Lisa Hooker, consumer markets lead at PwC, says that not all shopping locations are likely to survive, and investors will be looking at how to use those sites in profitable ways. “Showcasing independent and local operators rather than the chains that are retreating could attract more footfall. On the other hand, converting for alternative use, whether housing, offices or civic services could be on the cards. The current overcapacity of retail space needs to be addressed and effective changes will require the cooperation of government, landlords and operators.”

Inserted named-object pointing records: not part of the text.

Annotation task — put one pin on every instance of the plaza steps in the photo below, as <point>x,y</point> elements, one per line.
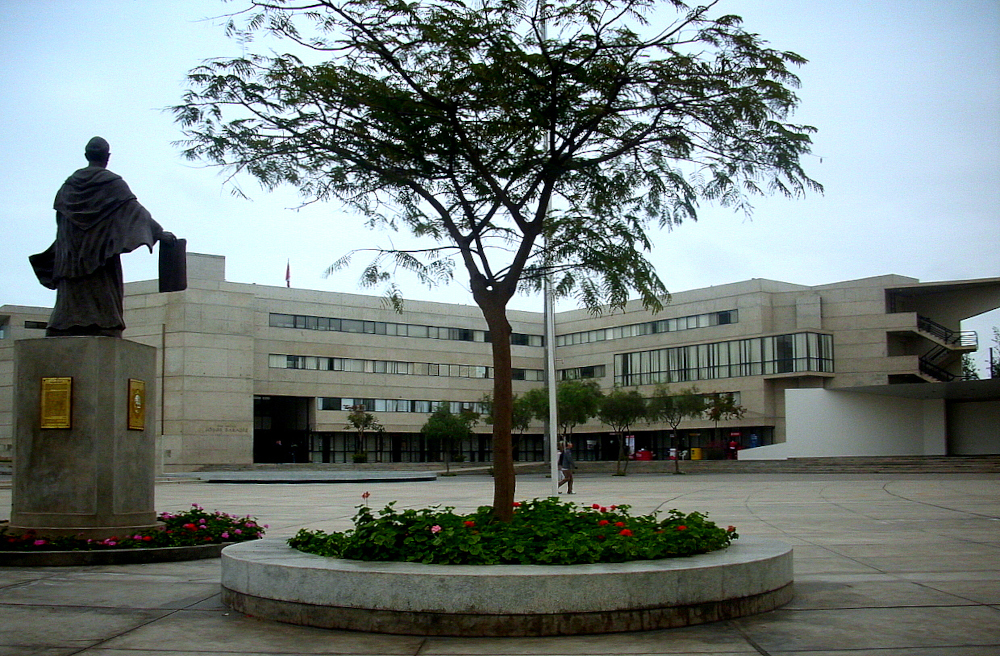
<point>989,464</point>
<point>846,465</point>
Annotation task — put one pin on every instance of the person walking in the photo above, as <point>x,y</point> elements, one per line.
<point>566,465</point>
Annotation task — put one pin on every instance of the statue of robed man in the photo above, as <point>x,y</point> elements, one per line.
<point>97,219</point>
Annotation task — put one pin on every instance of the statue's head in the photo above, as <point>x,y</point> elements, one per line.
<point>98,151</point>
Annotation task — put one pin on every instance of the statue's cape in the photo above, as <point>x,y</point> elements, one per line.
<point>97,218</point>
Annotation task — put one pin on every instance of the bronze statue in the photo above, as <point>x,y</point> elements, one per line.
<point>97,219</point>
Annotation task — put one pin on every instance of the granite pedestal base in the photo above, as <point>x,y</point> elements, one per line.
<point>94,478</point>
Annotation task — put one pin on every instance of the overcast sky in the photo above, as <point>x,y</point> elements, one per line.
<point>905,94</point>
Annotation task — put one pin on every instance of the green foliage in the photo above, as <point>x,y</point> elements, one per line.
<point>517,140</point>
<point>460,123</point>
<point>675,407</point>
<point>542,532</point>
<point>621,410</point>
<point>192,527</point>
<point>449,429</point>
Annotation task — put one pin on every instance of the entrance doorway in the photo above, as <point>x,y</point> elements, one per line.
<point>281,428</point>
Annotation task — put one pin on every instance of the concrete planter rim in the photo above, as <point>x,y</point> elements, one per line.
<point>269,579</point>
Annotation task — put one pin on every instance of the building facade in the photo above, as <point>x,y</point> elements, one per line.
<point>251,373</point>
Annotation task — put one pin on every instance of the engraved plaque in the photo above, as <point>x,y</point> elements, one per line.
<point>57,402</point>
<point>136,404</point>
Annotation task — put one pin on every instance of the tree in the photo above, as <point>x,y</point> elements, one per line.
<point>520,139</point>
<point>720,407</point>
<point>673,408</point>
<point>363,421</point>
<point>620,410</point>
<point>576,402</point>
<point>449,429</point>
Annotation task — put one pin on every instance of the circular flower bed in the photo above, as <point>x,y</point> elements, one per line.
<point>194,527</point>
<point>543,532</point>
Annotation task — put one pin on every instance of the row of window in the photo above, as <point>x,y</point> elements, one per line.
<point>398,405</point>
<point>306,322</point>
<point>650,328</point>
<point>798,352</point>
<point>278,361</point>
<point>575,373</point>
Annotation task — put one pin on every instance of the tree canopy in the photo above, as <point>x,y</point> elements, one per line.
<point>521,139</point>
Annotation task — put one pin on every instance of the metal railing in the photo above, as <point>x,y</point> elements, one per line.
<point>961,338</point>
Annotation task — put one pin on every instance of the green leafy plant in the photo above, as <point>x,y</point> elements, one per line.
<point>193,527</point>
<point>542,532</point>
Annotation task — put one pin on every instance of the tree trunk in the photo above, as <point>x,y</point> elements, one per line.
<point>503,407</point>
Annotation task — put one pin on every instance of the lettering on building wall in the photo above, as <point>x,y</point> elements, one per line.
<point>227,429</point>
<point>136,404</point>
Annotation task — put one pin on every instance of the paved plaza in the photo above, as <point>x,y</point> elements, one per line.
<point>884,564</point>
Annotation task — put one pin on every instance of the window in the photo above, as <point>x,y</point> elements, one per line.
<point>797,352</point>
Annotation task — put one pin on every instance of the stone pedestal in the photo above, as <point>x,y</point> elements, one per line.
<point>94,478</point>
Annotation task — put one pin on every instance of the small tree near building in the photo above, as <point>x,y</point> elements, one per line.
<point>673,408</point>
<point>364,422</point>
<point>620,410</point>
<point>515,141</point>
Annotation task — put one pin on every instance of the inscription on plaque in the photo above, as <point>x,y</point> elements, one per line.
<point>57,402</point>
<point>136,404</point>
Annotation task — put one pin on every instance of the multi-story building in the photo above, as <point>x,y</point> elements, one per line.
<point>251,373</point>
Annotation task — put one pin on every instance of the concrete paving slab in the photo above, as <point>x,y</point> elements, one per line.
<point>869,629</point>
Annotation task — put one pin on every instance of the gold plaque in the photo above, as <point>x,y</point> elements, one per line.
<point>57,402</point>
<point>136,404</point>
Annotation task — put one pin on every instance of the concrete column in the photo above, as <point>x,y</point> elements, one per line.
<point>96,478</point>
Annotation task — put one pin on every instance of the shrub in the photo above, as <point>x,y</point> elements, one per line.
<point>542,532</point>
<point>192,527</point>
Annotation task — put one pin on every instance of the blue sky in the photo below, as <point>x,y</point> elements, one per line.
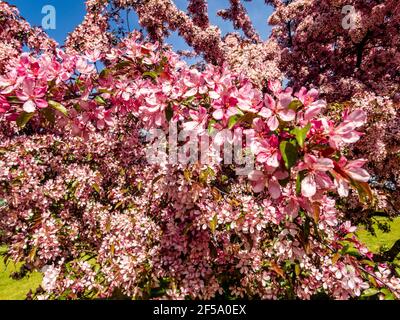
<point>69,13</point>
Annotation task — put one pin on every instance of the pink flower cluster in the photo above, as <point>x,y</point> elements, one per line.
<point>81,202</point>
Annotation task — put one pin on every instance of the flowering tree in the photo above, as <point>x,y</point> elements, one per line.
<point>81,201</point>
<point>352,56</point>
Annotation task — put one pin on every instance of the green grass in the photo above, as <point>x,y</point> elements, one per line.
<point>16,289</point>
<point>11,289</point>
<point>382,239</point>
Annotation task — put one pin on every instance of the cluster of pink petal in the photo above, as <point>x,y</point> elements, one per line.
<point>83,203</point>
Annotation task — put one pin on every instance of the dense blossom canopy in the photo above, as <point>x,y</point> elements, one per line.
<point>81,202</point>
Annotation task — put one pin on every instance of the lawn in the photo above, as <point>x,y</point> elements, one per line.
<point>16,289</point>
<point>374,243</point>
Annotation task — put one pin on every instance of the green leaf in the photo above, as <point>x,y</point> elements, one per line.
<point>169,113</point>
<point>214,223</point>
<point>289,153</point>
<point>370,292</point>
<point>388,294</point>
<point>211,128</point>
<point>123,64</point>
<point>13,99</point>
<point>151,74</point>
<point>3,203</point>
<point>96,187</point>
<point>24,118</point>
<point>48,114</point>
<point>233,120</point>
<point>100,100</point>
<point>301,134</point>
<point>300,177</point>
<point>295,104</point>
<point>58,106</point>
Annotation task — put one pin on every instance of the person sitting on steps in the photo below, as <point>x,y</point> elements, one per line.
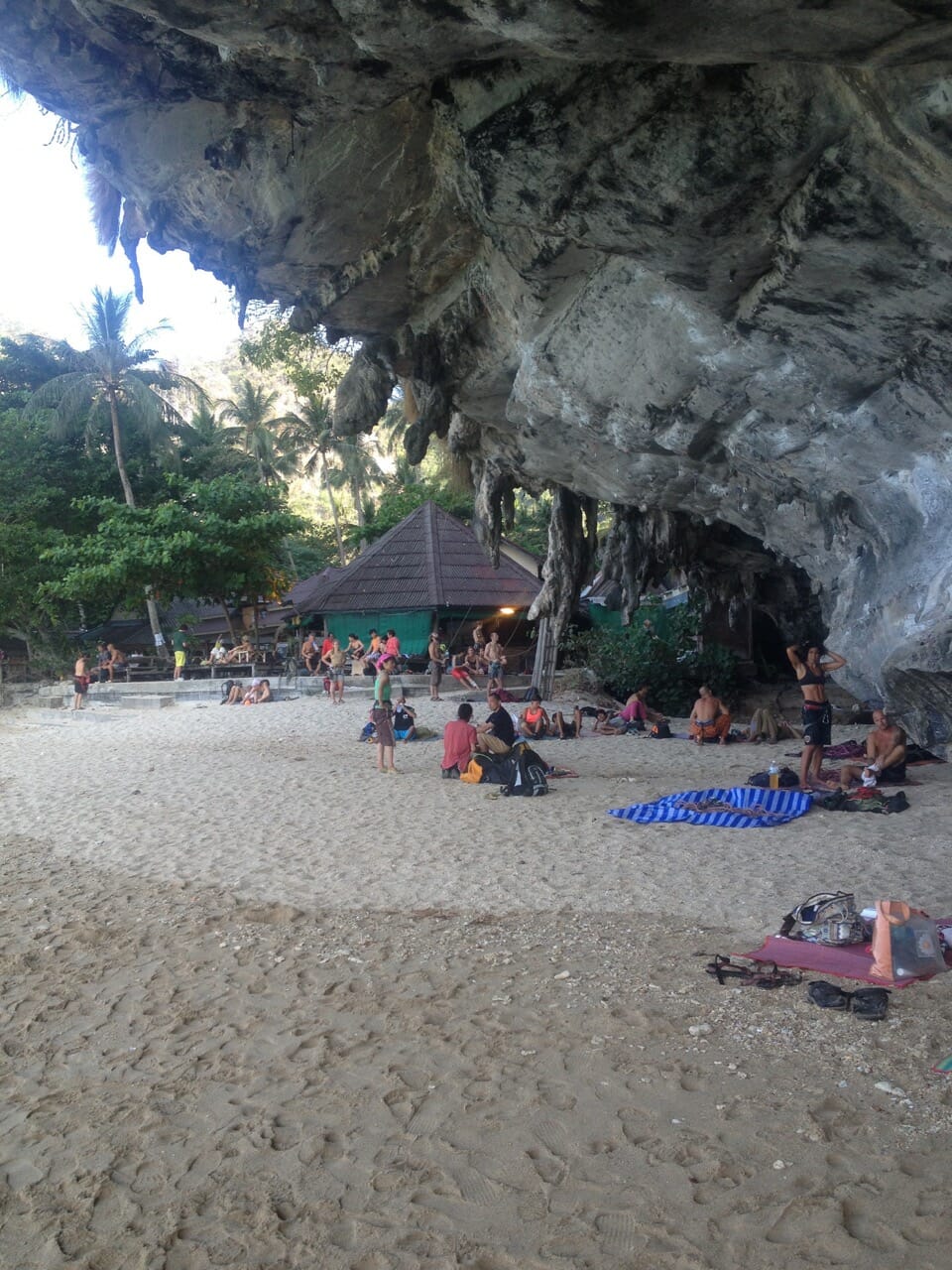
<point>710,717</point>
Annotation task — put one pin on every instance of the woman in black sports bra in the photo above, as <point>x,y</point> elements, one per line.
<point>816,714</point>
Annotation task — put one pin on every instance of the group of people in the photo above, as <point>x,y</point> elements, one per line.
<point>885,746</point>
<point>329,657</point>
<point>462,738</point>
<point>481,657</point>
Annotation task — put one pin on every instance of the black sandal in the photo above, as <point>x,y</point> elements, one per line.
<point>722,969</point>
<point>828,996</point>
<point>775,978</point>
<point>871,1003</point>
<point>765,974</point>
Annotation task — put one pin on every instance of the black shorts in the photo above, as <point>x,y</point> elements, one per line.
<point>817,722</point>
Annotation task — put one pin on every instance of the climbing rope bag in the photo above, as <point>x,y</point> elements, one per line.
<point>829,919</point>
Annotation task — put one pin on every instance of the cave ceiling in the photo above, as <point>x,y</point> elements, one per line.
<point>690,259</point>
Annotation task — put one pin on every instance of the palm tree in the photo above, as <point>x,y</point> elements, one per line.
<point>309,435</point>
<point>338,462</point>
<point>253,427</point>
<point>117,379</point>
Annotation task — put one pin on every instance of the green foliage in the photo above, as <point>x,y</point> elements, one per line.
<point>395,504</point>
<point>39,481</point>
<point>670,663</point>
<point>313,550</point>
<point>207,540</point>
<point>311,366</point>
<point>531,525</point>
<point>28,362</point>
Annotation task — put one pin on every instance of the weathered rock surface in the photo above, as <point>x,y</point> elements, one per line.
<point>693,259</point>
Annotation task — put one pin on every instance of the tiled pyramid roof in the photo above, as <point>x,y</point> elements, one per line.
<point>429,561</point>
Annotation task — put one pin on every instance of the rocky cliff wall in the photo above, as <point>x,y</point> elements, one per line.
<point>693,259</point>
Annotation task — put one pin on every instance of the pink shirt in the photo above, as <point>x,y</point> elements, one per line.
<point>458,742</point>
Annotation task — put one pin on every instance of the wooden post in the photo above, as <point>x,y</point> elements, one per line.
<point>543,671</point>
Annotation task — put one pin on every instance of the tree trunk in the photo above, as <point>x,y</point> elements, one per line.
<point>227,619</point>
<point>151,607</point>
<point>334,513</point>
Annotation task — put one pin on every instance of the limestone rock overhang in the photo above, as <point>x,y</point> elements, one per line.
<point>692,259</point>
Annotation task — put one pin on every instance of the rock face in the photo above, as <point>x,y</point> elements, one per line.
<point>693,259</point>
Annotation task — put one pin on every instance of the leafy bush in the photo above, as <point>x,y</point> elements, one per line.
<point>669,663</point>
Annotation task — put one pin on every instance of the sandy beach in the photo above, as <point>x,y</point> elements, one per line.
<point>266,1007</point>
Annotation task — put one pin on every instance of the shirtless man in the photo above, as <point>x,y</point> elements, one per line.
<point>334,663</point>
<point>435,667</point>
<point>309,653</point>
<point>885,754</point>
<point>816,715</point>
<point>710,719</point>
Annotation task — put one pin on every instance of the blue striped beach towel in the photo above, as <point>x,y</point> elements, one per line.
<point>780,807</point>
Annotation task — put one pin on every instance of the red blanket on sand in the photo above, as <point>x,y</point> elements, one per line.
<point>846,961</point>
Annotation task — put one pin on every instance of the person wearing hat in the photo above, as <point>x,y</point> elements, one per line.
<point>534,721</point>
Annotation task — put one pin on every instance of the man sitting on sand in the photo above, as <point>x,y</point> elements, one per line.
<point>710,717</point>
<point>606,726</point>
<point>885,754</point>
<point>498,733</point>
<point>463,667</point>
<point>534,721</point>
<point>458,743</point>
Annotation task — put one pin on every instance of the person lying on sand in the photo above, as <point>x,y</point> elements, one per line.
<point>636,712</point>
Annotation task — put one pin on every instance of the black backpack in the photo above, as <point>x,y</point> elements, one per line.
<point>530,776</point>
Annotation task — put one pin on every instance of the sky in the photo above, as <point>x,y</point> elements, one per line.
<point>50,259</point>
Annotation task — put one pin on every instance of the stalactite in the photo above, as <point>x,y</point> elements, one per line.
<point>363,394</point>
<point>493,484</point>
<point>572,538</point>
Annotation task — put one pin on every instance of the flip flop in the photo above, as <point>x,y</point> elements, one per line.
<point>828,996</point>
<point>870,1003</point>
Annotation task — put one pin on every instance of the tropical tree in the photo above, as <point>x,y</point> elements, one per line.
<point>204,449</point>
<point>309,435</point>
<point>213,540</point>
<point>117,382</point>
<point>252,425</point>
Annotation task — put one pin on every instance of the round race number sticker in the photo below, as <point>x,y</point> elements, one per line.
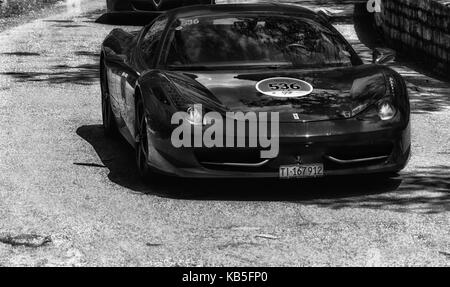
<point>284,87</point>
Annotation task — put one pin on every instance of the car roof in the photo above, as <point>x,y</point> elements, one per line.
<point>204,10</point>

The Local Data Company analysis tracks 205,565 outlets across Great Britain, between January 1and June 30, compared to January to August 2020 – as fieldwork went on pause during the first UK lockdown last year. 

The role of technology

Commenting on the study, Andrew Fowkes, director, global CPG and retail at SAS, says: “Covid-19 has propelled a whole new generation of digital adopters online. Research shows that one in ten customers started using a digital service/app for the first time since lockdown, and 70% plan to keep using the new channels permanently. But brands will have to work hard and offer competitive online experiences in order to keep them. Businesses that are new to online trading must continue to recognise customers as individuals and tailor the online experiences they deliver accordingly. This means leveraging data to understand what customers want from their shopping experience. By doing this, they can compete with and beat the established ecommerce juggernauts.

“Could these technologies now also save the high street? New technologies that can segment customers and truly understand their needs can make for a smoother experience both online and in-store.”

Melissa Minkow, retail industry lead at CI&T,  says the figures show how hard the high street has been hit by the lockdowns, cautious consumers and supply chain disruption following the Covid-19 pandemic. “Physical high street stores have felt the impacts of the last 18 months even more than their digital peers due to their exposure to all the costs of store upkeep and generally being less flexible to adapt to shifting consumer behaviours,” she says. 

“The pandemic taught consumers the value of omnichannel services such as buy online, pickup in store, curbside, and retailer apps in facilitation of brick and mortar. As such, to ensure the best possible customer experience moving forward, brands need to find the most balanced designs for physical stores to support consumers’ online-offline hybrid behaviours.”